In addition to his powers, Magneto has many other skills. He is a genius with competence in various fields of advanced science, especially in genetic manipulation, particle physics, engineering, and other fields of technology. He has built advanced weaponry, space stations, superpowered humanoid lifeforms, and devices that generate volcanoes and earthquakes, block telepathy, and nullify all mutant powers across a few miles except for his own. He has promptly reconstructed such computerized devices from memory. He has bio-engineered new species including the Savage Land Mutates, and, using Deviant technology, Alpha the Ultimate Mutant. He is fluent in many human languages and once single-handedly deciphered the unknown language of a lost civilization. He possesses extraordinary skill in "reading" the microexpressions on others' faces and sensing what they are thinking and feeling, whether they are lying, fearful, etc. a skill which he refers to as "taking your enemy's measure". He also is a master strategist and tactician with extensive combat experience, and has often been successful in single-handed combat against entire groups of superhuman adversaries. He also has some military training in hand-to-hand combat and has been shown to be effective with his fists, but he prefers to use his powers when in combat situations.

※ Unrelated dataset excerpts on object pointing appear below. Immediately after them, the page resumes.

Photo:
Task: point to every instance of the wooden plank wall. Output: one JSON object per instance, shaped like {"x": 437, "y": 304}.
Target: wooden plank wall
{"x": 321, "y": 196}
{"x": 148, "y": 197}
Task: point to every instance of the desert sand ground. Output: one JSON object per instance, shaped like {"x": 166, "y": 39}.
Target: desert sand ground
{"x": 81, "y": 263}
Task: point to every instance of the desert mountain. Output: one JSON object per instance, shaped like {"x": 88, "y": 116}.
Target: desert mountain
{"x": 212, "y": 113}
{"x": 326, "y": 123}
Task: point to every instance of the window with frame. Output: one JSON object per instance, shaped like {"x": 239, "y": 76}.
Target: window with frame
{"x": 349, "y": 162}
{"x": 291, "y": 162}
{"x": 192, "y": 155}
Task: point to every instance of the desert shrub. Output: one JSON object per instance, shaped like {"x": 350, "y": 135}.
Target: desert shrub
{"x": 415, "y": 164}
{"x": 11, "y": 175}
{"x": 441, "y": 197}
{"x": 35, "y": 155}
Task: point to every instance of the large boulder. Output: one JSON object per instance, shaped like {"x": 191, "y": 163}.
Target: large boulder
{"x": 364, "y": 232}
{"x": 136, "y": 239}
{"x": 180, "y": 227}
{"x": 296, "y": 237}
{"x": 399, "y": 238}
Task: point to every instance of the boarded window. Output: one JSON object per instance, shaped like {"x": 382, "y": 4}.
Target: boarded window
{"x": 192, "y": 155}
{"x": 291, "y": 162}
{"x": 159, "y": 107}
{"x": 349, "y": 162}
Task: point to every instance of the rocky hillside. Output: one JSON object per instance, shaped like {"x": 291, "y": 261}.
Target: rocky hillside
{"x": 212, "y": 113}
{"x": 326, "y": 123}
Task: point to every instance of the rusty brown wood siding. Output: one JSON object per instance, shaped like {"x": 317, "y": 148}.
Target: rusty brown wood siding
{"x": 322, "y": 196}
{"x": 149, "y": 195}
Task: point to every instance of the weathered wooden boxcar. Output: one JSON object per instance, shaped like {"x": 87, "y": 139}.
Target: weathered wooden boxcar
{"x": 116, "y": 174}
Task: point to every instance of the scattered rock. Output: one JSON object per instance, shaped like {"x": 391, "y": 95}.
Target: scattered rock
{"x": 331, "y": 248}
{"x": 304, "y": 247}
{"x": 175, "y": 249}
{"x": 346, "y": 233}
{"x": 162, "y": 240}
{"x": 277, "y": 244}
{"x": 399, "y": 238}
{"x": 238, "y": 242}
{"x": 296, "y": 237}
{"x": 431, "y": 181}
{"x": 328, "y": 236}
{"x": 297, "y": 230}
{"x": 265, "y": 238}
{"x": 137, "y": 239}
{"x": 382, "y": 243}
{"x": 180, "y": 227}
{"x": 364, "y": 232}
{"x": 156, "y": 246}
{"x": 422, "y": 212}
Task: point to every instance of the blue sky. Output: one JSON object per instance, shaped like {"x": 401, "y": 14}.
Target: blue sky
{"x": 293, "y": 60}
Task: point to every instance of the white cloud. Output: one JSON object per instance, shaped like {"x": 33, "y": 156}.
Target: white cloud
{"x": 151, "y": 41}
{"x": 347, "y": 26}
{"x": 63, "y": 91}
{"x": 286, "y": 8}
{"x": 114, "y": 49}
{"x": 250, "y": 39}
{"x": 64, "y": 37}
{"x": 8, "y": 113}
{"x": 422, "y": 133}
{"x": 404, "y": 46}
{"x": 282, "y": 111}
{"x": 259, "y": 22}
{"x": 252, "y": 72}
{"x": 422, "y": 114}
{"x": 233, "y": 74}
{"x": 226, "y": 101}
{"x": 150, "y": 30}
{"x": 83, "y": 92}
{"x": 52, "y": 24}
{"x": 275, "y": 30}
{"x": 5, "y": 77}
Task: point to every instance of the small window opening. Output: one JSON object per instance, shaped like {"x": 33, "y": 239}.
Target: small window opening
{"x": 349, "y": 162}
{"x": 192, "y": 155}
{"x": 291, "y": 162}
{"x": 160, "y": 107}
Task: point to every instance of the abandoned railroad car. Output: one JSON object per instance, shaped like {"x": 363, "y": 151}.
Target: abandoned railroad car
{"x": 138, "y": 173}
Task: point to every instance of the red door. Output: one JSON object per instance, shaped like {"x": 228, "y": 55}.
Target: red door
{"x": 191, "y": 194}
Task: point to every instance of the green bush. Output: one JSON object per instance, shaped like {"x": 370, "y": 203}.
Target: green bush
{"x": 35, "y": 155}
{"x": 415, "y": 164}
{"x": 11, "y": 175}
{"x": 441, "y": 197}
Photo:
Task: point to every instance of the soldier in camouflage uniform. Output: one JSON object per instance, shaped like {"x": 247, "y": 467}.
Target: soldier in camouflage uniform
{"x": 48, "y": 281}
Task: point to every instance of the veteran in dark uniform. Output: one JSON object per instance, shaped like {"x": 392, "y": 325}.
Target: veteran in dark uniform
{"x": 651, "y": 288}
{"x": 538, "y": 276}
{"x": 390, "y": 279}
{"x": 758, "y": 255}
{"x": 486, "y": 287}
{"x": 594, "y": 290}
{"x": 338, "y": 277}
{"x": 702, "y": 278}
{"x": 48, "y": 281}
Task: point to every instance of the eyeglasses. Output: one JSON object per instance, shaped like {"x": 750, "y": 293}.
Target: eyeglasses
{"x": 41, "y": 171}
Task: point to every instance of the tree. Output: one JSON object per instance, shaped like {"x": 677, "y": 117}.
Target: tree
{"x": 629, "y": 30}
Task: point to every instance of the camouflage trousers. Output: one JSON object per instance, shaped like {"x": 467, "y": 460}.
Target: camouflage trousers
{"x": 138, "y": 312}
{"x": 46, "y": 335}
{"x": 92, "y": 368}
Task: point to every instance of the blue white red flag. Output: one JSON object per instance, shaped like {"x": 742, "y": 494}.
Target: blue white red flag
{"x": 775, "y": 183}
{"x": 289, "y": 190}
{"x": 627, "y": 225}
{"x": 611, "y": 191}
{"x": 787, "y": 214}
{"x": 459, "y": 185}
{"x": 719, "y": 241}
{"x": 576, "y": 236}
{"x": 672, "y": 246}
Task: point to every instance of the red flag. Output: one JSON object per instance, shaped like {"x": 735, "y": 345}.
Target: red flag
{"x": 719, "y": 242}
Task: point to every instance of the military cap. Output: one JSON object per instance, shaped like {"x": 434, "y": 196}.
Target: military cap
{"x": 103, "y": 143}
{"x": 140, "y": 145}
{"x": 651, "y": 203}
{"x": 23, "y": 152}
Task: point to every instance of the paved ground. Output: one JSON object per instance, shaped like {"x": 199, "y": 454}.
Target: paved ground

Cultural impact and legacy

Critical reception 
David Harth of CBR.com called Magneto the "X-Men's most iconic villain," writing, "Tragedy molded Magneto into one of the most well-developed Marvel villains of all time. He's also one of the most popular, which is why he's reformed multiple times in the past. Few villains have had the same effect on the Marvel Universe as Magneto, and he's changed the way fans perceive antagonists." IGN asserted, "Magneto has become bigger than his peers and virtually all of his enemies. It's the sign of a great character when his presence dominates a story and his absence creates a vacuum that cannot be filled by any other. Through his legendary role in Marvel Comics over the years as well as fantastic portrayals in film and animation, it's hard to argue that there has ever been a villain more complex, nuanced, sympathetic and yet irrevocably evil."

Accolades 

 In 2006, Wizard Magazine ranked Magneto 17th in their "Top 100 Greatest Villains Ever" list.
 In 2008, Wizard Magazine ranked Magneto 9th in their "Top 200 Comics Characters Of All Time" list.
 In 2014, IGN ranked Magneto 1st in their "Top 100 Comic Book Villains" list.
 In 2014, Entertainment Weekly ranked Magneto 20th in their "Let's rank every X-Man ever" list.
 In 2019, IGN ranked Magneto 2nd in their "Top 25 Marvel Villains" list.
 In 2019, CBR.com ranked Magneto 3rd in their "X-Men: The 5 Deadliest Members Of The Hellfire Club (& The 5 Weakest)" list.
 In 2020, Screen Rant included Magneto in their "Marvel: 25 Most Powerful Mutants" list.
 In 2022, Digital Trends ranked Magneto 8th in their "Marvel’s most powerful mutants" list.
 In 2022, The Mary Sue ranked Magneto 4th in their "8 Most Powerful Marvel Mutants" list.
 In 2022, CBR.com ranked Magneto 11th in their "13 Most Important Marvel Villains" list.
 In 2022, Newsarama ranked Magneto 5th in their "Best Marvel supervillains" list.
 In 2023, CBR.com ranked Magneto 9th in their "10 Most Popular Marvel Characters" list.

Literary reception

Volumes

Magneto - 2014 
According to Diamond Comic Distributors, Magneto #1 was the 19th best selling comic book in March 2014.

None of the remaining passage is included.